Jules Verne: Five Weeks in a Balloon

29. CHAPTER TWENTY-NINTH. (continued)

"The country is superb!" said the doctor.

"Here are some animals," added Joe. "Men are not far away."

"Oh, what magnificent elephants!" exclaimed Kennedy. "Is there no way to get a little shooting?"

"How could we manage to halt in a current as strong as this? No, Dick; you must taste a little of the torture of Tantalus just now. You shall make up for it afterward."

And, in truth, there was enough to excite the fancy of a sportsman. Dick's heart fairly leaped in his breast as he grasped the butt of his Purdy.

The fauna of the region were as striking as its flora. The wild-ox revelled in dense herbage that often concealed his whole body; gray, black, and yellow elephants of the most gigantic size burst headlong, like a living hurricane, through the forests, breaking, rending, tearing down, devastating every thing in their path; upon the woody slopes of the hills trickled cascades and springs flowing northward; there, too, the hippopotami bathed their huge forms, splashing and snorting as they frolicked in the water, and lamantines, twelve feet long, with bodies like seals, stretched themselves along the banks, turning up toward the sun their rounded teats swollen with milk.

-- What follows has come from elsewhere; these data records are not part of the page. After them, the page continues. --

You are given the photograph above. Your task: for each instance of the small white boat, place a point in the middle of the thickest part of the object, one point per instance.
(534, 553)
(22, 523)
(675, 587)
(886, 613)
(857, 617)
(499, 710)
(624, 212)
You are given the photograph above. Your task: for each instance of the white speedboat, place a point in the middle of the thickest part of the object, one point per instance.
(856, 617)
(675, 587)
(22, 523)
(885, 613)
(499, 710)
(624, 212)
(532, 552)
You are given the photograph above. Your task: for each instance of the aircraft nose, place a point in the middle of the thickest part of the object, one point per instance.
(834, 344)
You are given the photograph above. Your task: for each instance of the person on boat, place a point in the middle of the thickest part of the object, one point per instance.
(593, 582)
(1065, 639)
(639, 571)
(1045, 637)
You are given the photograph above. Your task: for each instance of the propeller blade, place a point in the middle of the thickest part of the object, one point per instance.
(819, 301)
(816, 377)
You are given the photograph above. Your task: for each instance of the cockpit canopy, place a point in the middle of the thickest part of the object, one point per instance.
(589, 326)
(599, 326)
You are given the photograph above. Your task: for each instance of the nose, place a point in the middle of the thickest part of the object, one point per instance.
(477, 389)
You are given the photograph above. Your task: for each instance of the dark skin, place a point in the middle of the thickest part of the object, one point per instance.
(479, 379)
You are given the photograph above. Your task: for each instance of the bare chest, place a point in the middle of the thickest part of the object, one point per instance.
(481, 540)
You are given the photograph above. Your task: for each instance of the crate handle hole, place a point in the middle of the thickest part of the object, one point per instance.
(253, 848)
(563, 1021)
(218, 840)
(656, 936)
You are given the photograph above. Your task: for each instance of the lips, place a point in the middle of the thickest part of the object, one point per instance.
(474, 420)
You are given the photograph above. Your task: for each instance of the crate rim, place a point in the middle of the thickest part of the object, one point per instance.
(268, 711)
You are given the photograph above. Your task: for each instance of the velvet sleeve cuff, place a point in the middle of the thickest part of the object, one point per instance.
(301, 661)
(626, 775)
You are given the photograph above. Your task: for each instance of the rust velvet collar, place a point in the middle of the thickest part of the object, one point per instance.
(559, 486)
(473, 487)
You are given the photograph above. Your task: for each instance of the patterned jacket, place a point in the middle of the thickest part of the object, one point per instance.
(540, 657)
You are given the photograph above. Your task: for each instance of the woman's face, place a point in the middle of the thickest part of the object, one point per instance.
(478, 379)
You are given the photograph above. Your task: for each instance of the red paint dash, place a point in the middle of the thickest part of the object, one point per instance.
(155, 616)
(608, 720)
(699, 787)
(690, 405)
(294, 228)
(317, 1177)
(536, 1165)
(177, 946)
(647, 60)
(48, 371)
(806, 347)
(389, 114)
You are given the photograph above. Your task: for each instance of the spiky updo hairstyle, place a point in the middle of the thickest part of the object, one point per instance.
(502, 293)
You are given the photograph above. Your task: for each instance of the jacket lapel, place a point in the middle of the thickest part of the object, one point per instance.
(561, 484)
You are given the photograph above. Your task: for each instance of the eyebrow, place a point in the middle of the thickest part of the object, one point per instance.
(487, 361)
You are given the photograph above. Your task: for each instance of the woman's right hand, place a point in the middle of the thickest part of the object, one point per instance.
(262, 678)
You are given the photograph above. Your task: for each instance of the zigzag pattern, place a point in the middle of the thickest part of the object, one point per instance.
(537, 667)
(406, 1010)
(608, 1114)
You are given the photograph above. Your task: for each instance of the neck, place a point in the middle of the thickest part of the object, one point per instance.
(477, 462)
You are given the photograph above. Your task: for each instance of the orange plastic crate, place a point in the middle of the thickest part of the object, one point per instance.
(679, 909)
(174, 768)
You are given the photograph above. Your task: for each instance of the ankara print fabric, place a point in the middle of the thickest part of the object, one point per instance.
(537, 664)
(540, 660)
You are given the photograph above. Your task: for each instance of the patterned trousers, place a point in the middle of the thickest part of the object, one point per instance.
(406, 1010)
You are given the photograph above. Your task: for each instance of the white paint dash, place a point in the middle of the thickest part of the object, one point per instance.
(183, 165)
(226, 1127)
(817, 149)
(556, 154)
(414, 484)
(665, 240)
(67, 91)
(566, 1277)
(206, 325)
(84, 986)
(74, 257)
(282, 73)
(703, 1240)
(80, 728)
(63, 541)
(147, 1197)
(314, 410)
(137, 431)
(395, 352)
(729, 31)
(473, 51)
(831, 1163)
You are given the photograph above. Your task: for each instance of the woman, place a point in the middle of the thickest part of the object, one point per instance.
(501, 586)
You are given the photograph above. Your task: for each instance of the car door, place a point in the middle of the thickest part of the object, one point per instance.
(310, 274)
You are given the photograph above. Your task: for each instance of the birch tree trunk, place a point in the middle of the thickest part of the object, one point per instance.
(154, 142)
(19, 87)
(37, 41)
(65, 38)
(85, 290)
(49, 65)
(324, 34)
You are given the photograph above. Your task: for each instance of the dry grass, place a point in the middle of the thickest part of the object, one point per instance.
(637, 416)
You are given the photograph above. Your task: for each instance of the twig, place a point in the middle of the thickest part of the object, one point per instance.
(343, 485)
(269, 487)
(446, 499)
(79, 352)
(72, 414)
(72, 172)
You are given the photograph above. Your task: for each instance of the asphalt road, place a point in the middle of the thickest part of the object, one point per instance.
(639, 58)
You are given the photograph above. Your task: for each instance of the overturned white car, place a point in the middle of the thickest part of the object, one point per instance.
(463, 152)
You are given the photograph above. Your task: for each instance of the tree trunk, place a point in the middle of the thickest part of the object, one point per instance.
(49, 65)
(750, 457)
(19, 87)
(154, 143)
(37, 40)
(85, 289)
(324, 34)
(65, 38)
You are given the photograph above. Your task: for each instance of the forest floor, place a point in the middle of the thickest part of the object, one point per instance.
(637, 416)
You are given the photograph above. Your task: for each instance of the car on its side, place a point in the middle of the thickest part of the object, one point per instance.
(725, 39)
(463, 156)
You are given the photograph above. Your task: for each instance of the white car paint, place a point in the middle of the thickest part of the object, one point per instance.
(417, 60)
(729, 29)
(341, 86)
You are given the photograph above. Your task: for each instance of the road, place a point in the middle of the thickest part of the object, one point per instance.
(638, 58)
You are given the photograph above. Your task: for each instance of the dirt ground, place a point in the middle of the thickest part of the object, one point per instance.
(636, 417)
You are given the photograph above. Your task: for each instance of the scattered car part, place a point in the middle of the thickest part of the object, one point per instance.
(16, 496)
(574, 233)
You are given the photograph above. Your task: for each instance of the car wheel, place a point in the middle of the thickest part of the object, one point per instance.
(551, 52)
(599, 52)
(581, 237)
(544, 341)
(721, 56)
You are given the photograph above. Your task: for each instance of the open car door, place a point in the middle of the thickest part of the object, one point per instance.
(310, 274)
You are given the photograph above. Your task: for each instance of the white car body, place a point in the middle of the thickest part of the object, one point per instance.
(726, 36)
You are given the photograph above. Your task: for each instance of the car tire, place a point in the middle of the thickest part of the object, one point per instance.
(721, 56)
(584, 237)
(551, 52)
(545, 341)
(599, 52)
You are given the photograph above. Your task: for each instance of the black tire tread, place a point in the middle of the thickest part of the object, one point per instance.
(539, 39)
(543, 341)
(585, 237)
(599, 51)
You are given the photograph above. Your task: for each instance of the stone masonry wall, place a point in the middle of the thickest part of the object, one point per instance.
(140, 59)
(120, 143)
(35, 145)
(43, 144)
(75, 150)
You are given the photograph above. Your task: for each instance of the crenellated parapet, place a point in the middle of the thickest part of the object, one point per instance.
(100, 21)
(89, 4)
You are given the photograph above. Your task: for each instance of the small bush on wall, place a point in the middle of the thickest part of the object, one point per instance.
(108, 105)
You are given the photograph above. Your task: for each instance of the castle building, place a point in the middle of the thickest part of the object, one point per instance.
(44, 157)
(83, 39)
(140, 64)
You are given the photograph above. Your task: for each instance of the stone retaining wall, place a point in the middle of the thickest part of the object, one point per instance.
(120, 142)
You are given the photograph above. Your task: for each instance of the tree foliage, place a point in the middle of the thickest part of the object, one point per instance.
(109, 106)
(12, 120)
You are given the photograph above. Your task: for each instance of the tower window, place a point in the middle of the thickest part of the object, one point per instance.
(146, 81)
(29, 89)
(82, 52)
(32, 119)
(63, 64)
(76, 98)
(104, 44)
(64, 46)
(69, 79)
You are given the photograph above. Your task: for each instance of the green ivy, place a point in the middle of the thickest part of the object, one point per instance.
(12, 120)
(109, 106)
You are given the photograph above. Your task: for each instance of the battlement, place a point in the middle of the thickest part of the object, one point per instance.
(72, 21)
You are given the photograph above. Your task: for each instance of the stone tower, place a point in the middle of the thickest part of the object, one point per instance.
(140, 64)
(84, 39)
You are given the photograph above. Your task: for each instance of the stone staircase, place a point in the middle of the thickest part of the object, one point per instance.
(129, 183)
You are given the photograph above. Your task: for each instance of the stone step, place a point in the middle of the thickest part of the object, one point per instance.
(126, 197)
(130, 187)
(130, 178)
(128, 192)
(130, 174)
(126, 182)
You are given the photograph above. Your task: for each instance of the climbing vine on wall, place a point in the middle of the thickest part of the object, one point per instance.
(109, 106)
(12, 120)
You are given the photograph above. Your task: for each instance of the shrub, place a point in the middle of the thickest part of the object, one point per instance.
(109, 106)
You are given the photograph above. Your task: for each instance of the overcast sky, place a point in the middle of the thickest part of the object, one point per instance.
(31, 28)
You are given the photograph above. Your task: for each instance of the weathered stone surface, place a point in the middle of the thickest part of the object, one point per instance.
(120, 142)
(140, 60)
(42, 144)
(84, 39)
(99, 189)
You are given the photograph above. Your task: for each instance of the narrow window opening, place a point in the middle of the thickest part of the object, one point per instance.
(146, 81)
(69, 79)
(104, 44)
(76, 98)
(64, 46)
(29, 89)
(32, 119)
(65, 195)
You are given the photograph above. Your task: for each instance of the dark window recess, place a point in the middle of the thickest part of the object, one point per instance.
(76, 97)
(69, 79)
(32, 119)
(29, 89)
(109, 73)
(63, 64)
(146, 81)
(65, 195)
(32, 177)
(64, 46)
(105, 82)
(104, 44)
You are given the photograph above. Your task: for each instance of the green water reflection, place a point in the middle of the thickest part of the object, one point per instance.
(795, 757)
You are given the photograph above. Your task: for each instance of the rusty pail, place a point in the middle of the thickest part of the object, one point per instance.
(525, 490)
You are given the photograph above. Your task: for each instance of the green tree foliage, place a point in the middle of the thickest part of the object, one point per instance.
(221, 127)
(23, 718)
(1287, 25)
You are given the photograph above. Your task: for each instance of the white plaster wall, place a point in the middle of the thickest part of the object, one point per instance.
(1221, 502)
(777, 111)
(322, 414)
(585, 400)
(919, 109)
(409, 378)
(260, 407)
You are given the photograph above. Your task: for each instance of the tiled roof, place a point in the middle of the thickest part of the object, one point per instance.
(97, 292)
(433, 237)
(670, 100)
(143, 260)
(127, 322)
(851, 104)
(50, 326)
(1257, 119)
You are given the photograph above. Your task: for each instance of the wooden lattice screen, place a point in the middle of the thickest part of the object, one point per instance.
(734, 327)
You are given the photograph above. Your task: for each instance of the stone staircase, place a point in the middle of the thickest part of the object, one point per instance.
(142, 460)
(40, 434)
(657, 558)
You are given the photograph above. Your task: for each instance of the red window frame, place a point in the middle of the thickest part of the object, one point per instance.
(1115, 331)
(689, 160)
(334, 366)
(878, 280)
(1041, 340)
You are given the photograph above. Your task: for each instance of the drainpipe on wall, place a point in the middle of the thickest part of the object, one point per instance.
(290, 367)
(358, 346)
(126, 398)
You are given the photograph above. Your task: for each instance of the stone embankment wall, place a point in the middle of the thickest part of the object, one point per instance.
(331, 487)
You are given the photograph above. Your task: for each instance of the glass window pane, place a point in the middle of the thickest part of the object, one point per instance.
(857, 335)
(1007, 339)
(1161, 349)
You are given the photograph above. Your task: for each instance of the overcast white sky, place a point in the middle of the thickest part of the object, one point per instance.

It was a whole menagerie of rare and curious beasts in a wondrous hot-house, where numberless birds with plumage of a thousand hues gleamed and fluttered in the sunshine.

By this prodigality of Nature, the doctor recognized the splendid kingdom of Adamova.

"We are now beginning to trench upon the realm of modern discovery. I have taken up the lost scent of preceding travellers. It is a happy chance, my friends, for we shall be enabled to link the toils of Captains Burton and Speke with the explorations of Dr. Barth. We have left the Englishmen behind us, and now have caught up with the Hamburger. It will not be long, either, before we arrive at the extreme point attained by that daring explorer."